Oleh: Muhammad Adib*
(1)
Farid Esack (lahir pada tahun 1959 di Wynberg, sebuah kota bagian dari Cape
Town, ibu kota Afrika Selatan) adalah seorang intelektual Muslim, penulis dan
aktivis politik yang terkenal karena perlawanannnya yang gigih bersama Nelson
Mandela terhadap rezim Apartheid. Dia juga dikenal sebagai aktivis kesetaraan
gender (gender equity) dan dialog antaragama (inter-religious
dialogue). Pada tanggal 31 Oktober 2012 yang lalu, guru besar pada University
of Johannesburg Afrika Selatan ini menjadi salah satu pembicara pada konferensi
bertajuk “The Boundaries of Religious Pluralism & Freedom: The Devil is in
the Detail” yang diselenggarakan oleh Alwaleed Bin Talal Center for Muslim-Christian
Understanding (ACMCU) Georgetown University Washington DC Amerika Serikat
sebagai respon lanjutan dari “A Common Word”.
Pendidikan dasar dan menengahnya dimulai dari Bonteheuvel, sebuah daerah
pemukiman yang diplot oleh rezim Apartheid khusus warga kulit hitam. Pada tahun
1974, dia pergi ke Pakistan melanjutkan studi di Seminari (Islamic College)
atas dana beasiswa hingga meraih gelar sarjana bidang teologi Islam dan
sosisologi pada tahun 1982. Tahun 1990, Esack kembali ke Pakistan, melanjutkan
studi di Jami‘ah Abi Bakr Karachi dan pada tahun 1994 meraih gelar magister
pada bidang studi al-Qur’an (Qur’anicStudies). Pada tahun itu juga, dia menempuh
program doktor pada Pusat Studi Islam dan Hubungan Kristen-Muslim (Centre for
the Study of Islam and Christian-Muslim Relations/CSIC) di University of
Birmingham (UK) Inggris.

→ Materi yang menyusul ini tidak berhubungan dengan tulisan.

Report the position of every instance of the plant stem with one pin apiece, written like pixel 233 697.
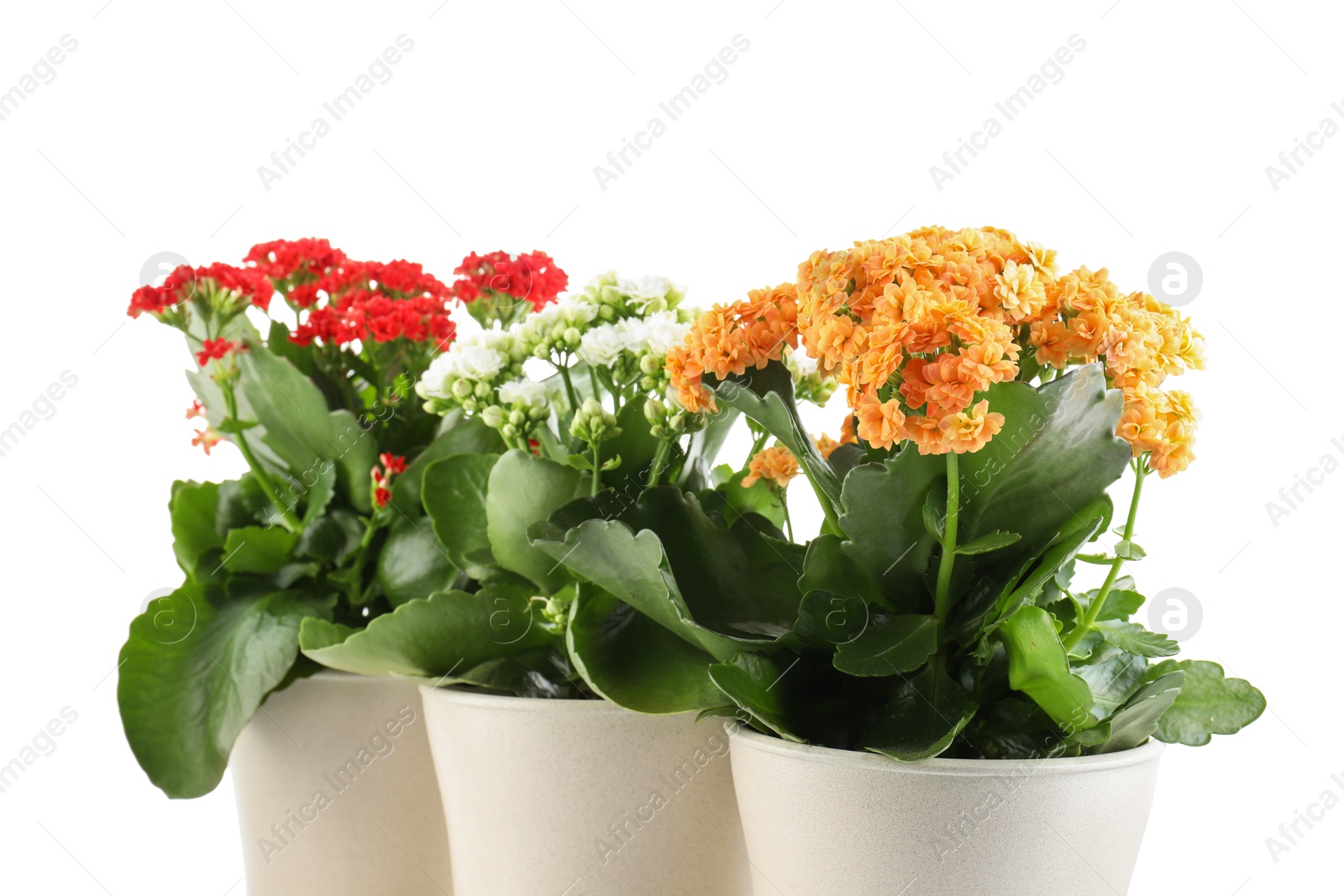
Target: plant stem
pixel 569 385
pixel 597 470
pixel 942 595
pixel 1100 602
pixel 286 512
pixel 660 461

Puncaknya, tahun 1996, dia berhasil meraih gelar doktor
di bidang Qur’anic Studies dengan desertasi berjudul Qur’an,
Liberation and Pluralism: an Islamic Perspective of Inter-religious Solidarity
against Oppression yang setahun kemudian diterbitkan menjadi buku.
Pemikiran Esack sangat dipengaruhi oleh kehidupan masa lalunya yang getir
dan berliku. Dia berasal dari keluarga yang sangat miskin dan teraniaya oleh
sistem politik rezim Apartheid. Selain itu, di Afrika Selatan dia menyaksikan
ketertindasan umat Islam yang minoritas, baik dalam hal ras, agama maupun
gender. Hal yang sebaliknya dia saksikan di Pakistan (1974-1982), di mana umat
Islam yang mayoritas—terutama kalangan elit—justru melakukan penindasan
terhadap umat Hindu dan Kristen yang minoritas. Seluruh pengalaman hidup itu
membentuk Esack sebagai seorang sosok yang sangat sensitif terhadap penindasan.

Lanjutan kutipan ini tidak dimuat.